Vous avez énoncé clairement et avec force que l'accord de Nouméa constituait le socle intangible sur lequel la négociation devrait se fonder. Vous avez également confirmé à maintes reprises que le droit à l'autodétermination du peuple colonisé, le peuple kanak, était garanti par la Constitution. Ce faisant, vous avez posé un cadre et des bases de discussion pour que les partenaires aboutissent à un compromis solide.

Toutefois, une inconnue demeure, monsieur le Premier ministre : l'accès vers la décolonisation.

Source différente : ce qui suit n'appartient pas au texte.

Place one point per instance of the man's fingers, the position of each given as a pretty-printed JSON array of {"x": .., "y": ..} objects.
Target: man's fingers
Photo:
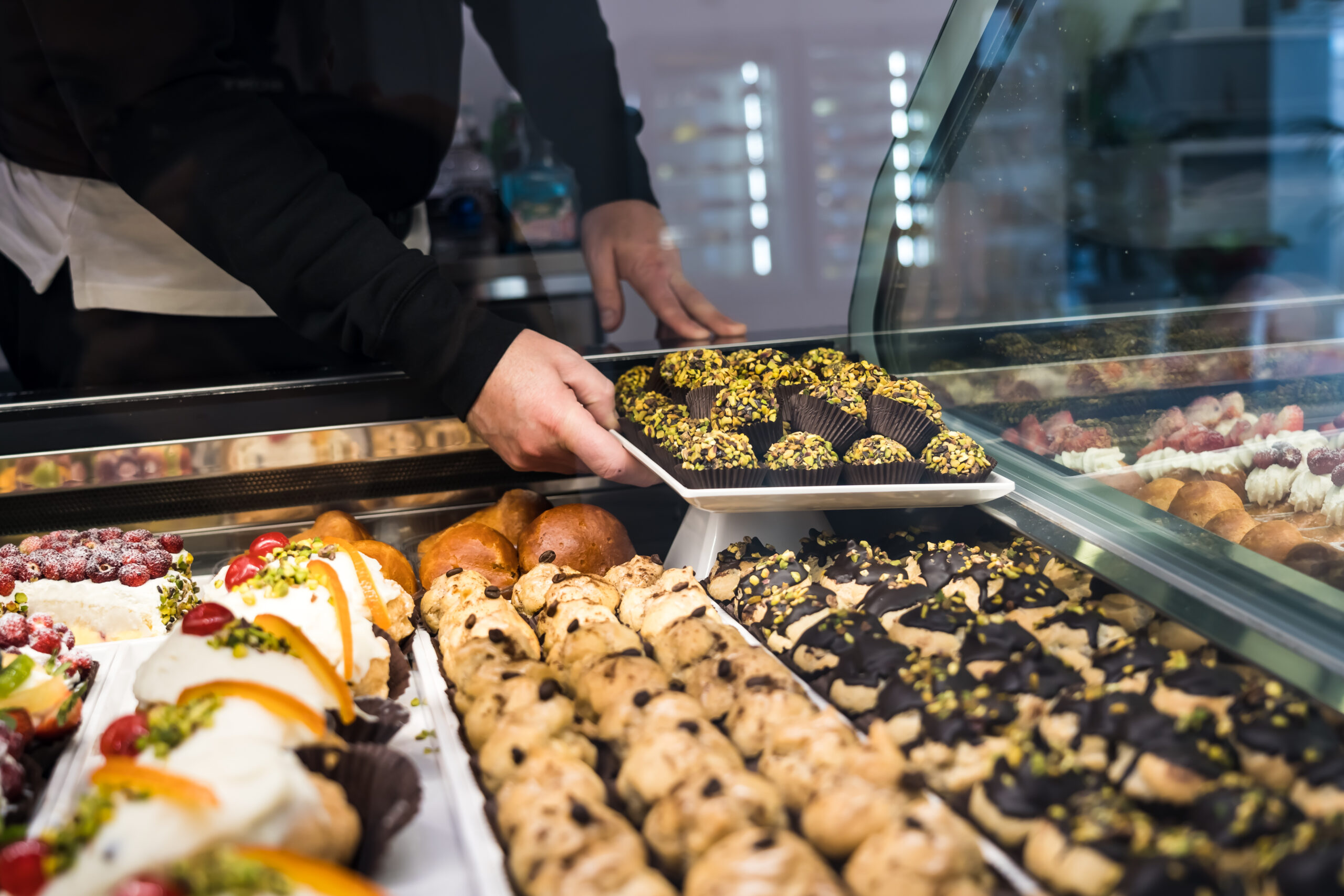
[
  {"x": 704, "y": 309},
  {"x": 600, "y": 450},
  {"x": 606, "y": 288}
]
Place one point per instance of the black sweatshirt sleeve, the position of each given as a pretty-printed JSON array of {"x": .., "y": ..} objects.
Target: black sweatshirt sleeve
[
  {"x": 182, "y": 135},
  {"x": 558, "y": 57}
]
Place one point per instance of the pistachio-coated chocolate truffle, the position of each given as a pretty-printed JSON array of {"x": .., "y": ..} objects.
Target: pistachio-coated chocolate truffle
[
  {"x": 819, "y": 359},
  {"x": 859, "y": 375},
  {"x": 847, "y": 399},
  {"x": 915, "y": 394},
  {"x": 802, "y": 452},
  {"x": 877, "y": 449},
  {"x": 680, "y": 368},
  {"x": 631, "y": 385},
  {"x": 718, "y": 450},
  {"x": 658, "y": 422},
  {"x": 742, "y": 404},
  {"x": 790, "y": 375},
  {"x": 954, "y": 455},
  {"x": 643, "y": 406}
]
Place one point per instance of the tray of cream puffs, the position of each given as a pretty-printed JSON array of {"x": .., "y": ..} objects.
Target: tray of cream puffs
[{"x": 1107, "y": 749}]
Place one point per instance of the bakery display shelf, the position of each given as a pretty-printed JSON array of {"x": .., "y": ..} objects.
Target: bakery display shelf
[
  {"x": 830, "y": 498},
  {"x": 432, "y": 853},
  {"x": 1273, "y": 616}
]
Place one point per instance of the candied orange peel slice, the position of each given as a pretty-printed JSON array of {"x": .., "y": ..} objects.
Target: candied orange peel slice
[
  {"x": 324, "y": 878},
  {"x": 373, "y": 599},
  {"x": 276, "y": 702},
  {"x": 124, "y": 773},
  {"x": 318, "y": 664}
]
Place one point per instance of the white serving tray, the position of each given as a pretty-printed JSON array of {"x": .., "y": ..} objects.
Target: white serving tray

Permettez-moi de citer un proverbe nemi du nord de la Nouvelle-Calédonie, la région du député Tjibaou : « Tu saurais où se trouve la porte si tu avais aidé à construire la case ! »

La trajectoire politique d'émancipation et d'évolution institutionnelle engagée depuis 1983 doit nous conduire à une évolution significative, au-delà de l'accord de Nouméa.

Pour achever la parenthèse coloniale en Kanaky-Nouvelle-Calédonie, le processus engagé devra envisager le transfert des compétences régaliennes et indiquer un calendrier selon lequel notre droit à l'autodétermination pourra s'exercer.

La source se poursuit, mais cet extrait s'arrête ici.